With this aren’t you mistakenly indulging in premature optimization?

I’m arguing that it is silly to count the number of multiplications and conclude that whenever you have fewer multiplications, your code is faster.This is generally not true, because on modern architectures cache miss ratio (both L1/L2 … and disk cache) may cost much more than adding a few extra operations.

The well known example from searching is a trie (string prefix tree). Even though it performs approximately the same number of operations as a hash, it is often 5-10 times slower.

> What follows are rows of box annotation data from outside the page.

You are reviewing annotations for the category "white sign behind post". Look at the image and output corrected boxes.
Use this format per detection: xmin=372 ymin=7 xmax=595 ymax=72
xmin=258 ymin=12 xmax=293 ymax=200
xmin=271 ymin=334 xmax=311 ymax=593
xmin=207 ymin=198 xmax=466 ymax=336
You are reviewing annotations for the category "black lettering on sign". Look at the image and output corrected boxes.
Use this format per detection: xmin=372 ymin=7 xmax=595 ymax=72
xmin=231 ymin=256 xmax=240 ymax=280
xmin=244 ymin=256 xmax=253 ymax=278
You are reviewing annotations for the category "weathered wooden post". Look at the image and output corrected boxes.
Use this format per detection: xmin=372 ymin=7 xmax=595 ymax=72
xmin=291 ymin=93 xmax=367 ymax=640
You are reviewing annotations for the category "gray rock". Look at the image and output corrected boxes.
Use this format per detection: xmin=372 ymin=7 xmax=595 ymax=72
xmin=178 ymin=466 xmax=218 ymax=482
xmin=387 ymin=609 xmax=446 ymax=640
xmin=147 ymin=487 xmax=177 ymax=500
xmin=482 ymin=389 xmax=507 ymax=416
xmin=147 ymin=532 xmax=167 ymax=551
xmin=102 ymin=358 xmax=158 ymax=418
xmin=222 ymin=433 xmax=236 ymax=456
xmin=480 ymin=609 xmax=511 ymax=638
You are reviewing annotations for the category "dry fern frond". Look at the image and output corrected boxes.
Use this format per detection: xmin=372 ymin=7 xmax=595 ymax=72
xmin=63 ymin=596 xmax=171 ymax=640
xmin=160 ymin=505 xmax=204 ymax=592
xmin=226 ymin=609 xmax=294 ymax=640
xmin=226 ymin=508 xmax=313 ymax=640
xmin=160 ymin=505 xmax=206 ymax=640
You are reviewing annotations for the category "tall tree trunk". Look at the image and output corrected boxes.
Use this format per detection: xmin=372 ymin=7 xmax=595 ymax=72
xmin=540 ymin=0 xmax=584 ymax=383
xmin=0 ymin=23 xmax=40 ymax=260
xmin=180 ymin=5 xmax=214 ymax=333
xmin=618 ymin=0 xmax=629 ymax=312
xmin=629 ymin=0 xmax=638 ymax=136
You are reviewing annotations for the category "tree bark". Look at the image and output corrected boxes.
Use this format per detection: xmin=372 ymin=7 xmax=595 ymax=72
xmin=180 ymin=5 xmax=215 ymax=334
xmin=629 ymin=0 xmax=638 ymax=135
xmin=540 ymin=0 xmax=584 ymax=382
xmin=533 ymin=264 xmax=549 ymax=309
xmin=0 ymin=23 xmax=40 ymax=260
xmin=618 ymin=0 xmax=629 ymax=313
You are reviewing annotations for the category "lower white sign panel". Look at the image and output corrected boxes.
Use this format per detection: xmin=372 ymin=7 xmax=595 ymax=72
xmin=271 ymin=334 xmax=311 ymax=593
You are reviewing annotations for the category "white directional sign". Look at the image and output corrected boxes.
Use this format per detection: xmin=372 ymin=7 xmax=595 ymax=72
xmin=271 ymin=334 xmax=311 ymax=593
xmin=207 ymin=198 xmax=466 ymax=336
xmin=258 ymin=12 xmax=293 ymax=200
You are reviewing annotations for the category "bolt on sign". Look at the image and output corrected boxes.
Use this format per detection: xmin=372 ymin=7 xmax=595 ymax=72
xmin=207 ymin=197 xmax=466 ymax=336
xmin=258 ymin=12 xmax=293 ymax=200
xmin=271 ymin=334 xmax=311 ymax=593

I agree with your conclusion. In my thesis, we were looking at designing efficient byte-aligned coding algorithms, and the old tricks of strength-reduced arithmetic and unwinding showed very little performance improvement.JSC, one should be careful to say that unwinding loops does not help on modern architectures. Because it does for many reasons: first it indeed decreases the number of operations. Second, unwinded loops work better with pipelines.

Next, byte-aligned codes do work considerably (2-3 times) faster in many cases.

However, I agree with your opinion on strength-reduced arithmetic. It may not have sense any more in many cases. For instance, because I/O operations may take much longer time.

On my CPU (Phenom II) a 32 bit MUL can retire every clock cycle which seems pretty brisk until you consider that 3 Adds can retire per clock cycle.